El Zorro tuvo buen número de adaptaciones antes de su renacimiento: una obra de teatro escrita por el poeta chileno Pablo Neruda, una ópera rusa y la puesta en escena de un ballet en San Francisco.
¿También contra AlQaeda?
La razón principal de que la película de 1998 funcionó tan bien fue que los personajes eran ligeros y chispeantes, las secuencias de acción eran al mismo tiempo emocionantes y de un satisfactorio sabor anticuado (el maestro de peleas que asesoró a los actores fue un veterano que trabajó con Errol Flynn), y los tres actores principales -Hopkins, Banderas y Zeta-Jones- daban la impresión de que nunca se habían divertido tanto en una filmación.
Pero los guionistas regresaron también a la leyenda de Murrieta, entre otras fuentes, y la usaron para buscar el efecto original. El personaje de Banderas, de hecho, se llama Alejandro Murrieta, el cual toma el papel del Zorro del anciano don Diego (Hopkins) para vengar a su hermano Joaquín, cuya cabeza acabó en un tibor de encurtidos perteneciente a su némesis, el gobernador español de California.
La nueva película no es tan sutil ni tan exitosa a la hora de mezclar la historia, la leyenda y la diversión.
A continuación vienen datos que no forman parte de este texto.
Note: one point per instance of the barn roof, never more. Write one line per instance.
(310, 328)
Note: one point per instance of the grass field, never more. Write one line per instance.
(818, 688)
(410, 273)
Está situada durante el periodo de la fiebre del oro, pero más bien permanece fuera de la historia y dentro de un anacronismo absurdo. Jamás hubo un referéndum en 1850 para ratificar el estado de California, así que poner uno parece un intento de ganar puntos con cuestiones modernas como la llegada de Arnold Schwarzenegger a la gubernatura y la actual preocupación por el robo de votos en las elecciones presidenciales.
De la misma manera, el punto culminante sobre la ingente amenaza al futuro de Estados Unidos parece una referencia en broma (y no muy buena) a Al Qaeda y la guerra contra el terrorismo del presidente estadunidense Bush. El hecho de que uno de los villanos principales sea un francés (Rufus Sewell, quien luce un tambaleante acento galo) sin duda debe algo a todos esos escupitajos contra los inspectores de armas y a las papas cuyo nombre cambió -en algunas zonas patrióticas de Estados Unidos- de «papas a la francesa» a «papas de la libertad».
En fin, uno sospecha que al Zorro le han cargado demasiados significados. Sin embargo, a juzgar por su perdurable atractivo, también es de preverse que el héroe vivirá para pelear algún otro día.